Increasing Access to Statistical Expertise for Operational Testing
As we argue throughout this report, operational testing and, more broadly, the process of system development are activities that can greatly benefit from the (further) application of statistical methods and statistical principles. The panel repeatedly learned of operational tests for which additional statistical knowledge and expertise could have been used to improve test design and evaluation. Examples of missing statistical knowledge include:
applying principles of optimal experimental design to non-standard situations,
methods for combining information from developmental test and tests of other systems with the results of operational test;
state-of-the-art validation of simulation models for augmenting operational testing;
use of Markov chain methods for software testing; and
use of such techniques as non-homogeneous Poisson processes to model time between failures for a defense system.
As detailed in Chapter 3, the acquisition process itself would benefit from the changes that statistically based principles have brought about in many industrial applications of system development.
The panel is aware of some efforts in the DoD test community to make greater use of the statistical knowledge and tools available to it and to increase the statistical resources that are at hand. Courses in statistics are made available to staff at the service test agencies, particularly the Air Force Operational Test and
Evaluation Center, in relevant areas such as experimental design and reliability theory. The service test agencies, particularly the Army Operational Test and Evaluation Command, make use of statistical consultants. Also, DOT&E has access to expert statistical assistance at the Institute for Defense Analyses. All the service test agencies have military staff who operate with both dedication and professionalism, but they operate in the context of statistical training that prepares them to apply standard methodology, rather than to produce customized solutions as needed. Finally, the service test agencies make use of and occasionally develop statistical software to help in test design and evaluation. RAPTOR, developed at the Air Force Operational Test and Evaluation Center and used to evaluate the reliability of component systems, is a particularly relevant and impressive example of this.

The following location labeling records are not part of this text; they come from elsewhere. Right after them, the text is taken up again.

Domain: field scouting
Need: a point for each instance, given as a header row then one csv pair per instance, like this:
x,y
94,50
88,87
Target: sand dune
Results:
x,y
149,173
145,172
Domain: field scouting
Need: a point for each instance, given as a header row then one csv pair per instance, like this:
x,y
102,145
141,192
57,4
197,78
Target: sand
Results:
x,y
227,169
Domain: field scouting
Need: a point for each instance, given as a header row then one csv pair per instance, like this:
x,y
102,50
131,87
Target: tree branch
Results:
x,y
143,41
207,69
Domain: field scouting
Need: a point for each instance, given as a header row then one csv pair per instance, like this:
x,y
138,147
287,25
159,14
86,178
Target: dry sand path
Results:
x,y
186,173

However, the DoD test community generally has limited access to, and makes little use of, individuals who have highly advanced training in statistics, specifically, the level of training that is typical of a doctorate from a graduate program in statistics. The panel knows of only one Ph.D.-level statistician who is a full-time employee in any of the three largest service test agencies at this time. The service test agencies also do not make enough use of the statistical expertise at the Naval Postgraduate School, the Center for Naval Analysis, the Institute for Defense Analyses (through DOT&E), Aerospace, RAND, and other similar institutions. It appears that the Army, Navy, and Air Force test agencies rarely consult with academic statisticians, even for test design and evaluation issues concerning multibillion dollar systems.

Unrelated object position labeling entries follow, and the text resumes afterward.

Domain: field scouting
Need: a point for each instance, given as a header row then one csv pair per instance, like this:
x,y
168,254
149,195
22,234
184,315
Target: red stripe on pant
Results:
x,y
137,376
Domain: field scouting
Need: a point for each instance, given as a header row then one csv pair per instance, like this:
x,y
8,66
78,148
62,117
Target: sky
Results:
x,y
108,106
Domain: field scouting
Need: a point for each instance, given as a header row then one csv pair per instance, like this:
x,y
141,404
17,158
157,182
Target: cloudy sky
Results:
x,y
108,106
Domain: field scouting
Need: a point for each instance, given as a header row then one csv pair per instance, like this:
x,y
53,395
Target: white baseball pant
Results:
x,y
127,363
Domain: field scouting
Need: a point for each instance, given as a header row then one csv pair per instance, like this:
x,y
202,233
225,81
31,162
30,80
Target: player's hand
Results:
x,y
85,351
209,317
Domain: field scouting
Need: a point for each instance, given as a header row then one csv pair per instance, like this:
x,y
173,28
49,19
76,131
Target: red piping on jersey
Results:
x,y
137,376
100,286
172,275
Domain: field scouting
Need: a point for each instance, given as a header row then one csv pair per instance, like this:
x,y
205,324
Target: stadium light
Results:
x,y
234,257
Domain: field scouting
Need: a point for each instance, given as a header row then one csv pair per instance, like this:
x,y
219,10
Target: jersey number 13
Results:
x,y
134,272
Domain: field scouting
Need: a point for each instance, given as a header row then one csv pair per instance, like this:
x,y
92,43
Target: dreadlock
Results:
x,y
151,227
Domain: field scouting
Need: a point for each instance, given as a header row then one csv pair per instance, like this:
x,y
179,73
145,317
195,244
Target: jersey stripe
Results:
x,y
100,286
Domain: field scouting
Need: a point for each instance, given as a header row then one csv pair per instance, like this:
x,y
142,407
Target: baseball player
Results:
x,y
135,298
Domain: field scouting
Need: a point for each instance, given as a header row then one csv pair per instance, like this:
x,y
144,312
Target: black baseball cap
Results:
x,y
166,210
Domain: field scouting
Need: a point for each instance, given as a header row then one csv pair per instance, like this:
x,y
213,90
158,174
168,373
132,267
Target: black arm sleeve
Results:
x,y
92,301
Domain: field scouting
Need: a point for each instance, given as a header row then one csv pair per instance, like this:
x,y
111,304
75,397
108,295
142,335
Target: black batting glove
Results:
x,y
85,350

CONSTRAINTS ON ACCESS TO STATISTICAL EXPERTISE
Some of the limited interaction with statistical experts is understandable. First, as stated above, the problems in design and evaluation are heavily constrained by various factors, including test designs that are constrained by budgets to have small sample sizes, test facility scheduling constraints, and test facility limitations. Navy tests seem particularly constrained. Evaluations are often limited by time, and they are focused on the calculation of means and percentages and, sometimes, significance tests for identified measures to be used in the decision regarding whether to enter into full-rate production; this focus reduces incentives for more thorough and sophisticated analyses. These constraints can at times limit the utility gained through interaction with statistical experts. (We note, however, that many of the constraints would disappear with adoption of a test and acquisition strategy recommended in Chapter 3.) Yet these constraints can also increase the value of interactions with statistical experts, since constraints present non-standard design problems; budgetary limitations make efficient test design even more important; and evaluations can be expedited by
making use of effective diagnostics that quickly identify data features worth investigating.

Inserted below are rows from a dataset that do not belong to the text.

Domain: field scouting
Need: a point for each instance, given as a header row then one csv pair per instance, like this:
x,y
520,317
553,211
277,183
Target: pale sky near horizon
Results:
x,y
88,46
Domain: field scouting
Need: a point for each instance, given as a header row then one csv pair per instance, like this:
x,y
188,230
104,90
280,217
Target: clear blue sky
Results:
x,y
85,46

Second, military staff rotate from one assignment to another as they are promoted, and it is not reasonable for them to have comprehensive or advanced training in statistics, which would necessarily limit their education for other areas important to their success in later assignments. Therefore, we believe the military staff of service test agencies cannot have appreciably greater statistical training than they currently do; however, the civilian work force has no such limitation.
Third, to be of assistance in any applied setting and work with system specialists, particularly in defense testing, a consulting statistician would have to be knowledgeable about DoD systems, how these systems are used, and DoD procedures. A key example of when the interaction between statistician and subject matter specialist would be most useful is in identifying design flaws in a system under development. Statistics can be extremely useful towards this goal, though significant progress would depend on close interaction of a statistician, system specialists, and operational testers. Since knowledge of defense systems and procedures could take quite a while to acquire, a long-term commitment would be needed on the part of, say, a service test agency, and a statistical consultant. Given the uneven demand for statistical expertise in any given program, such a commitment would need to be carefully considered.
Fourth, there is the widespread belief in the DoD test community that statisticians will only recommend unaffordably large operational tests, based on arguments related to tests with sufficient power, regardless of the costs of test units; that they will ask for too much time for evaluation, regardless of the need for a timely decision; and, more broadly, that the discipline of statistics is generally useful only for large sample size questions. The last point, in particular, does not reflect awareness of the most up-to-date statistical advances. One of the themes of this report is that, through careful modeling and efficient experimental design or both, it is possible to achieve substantial resources savings and, in particular, a reduction in the sample size required for a fixed level of precision.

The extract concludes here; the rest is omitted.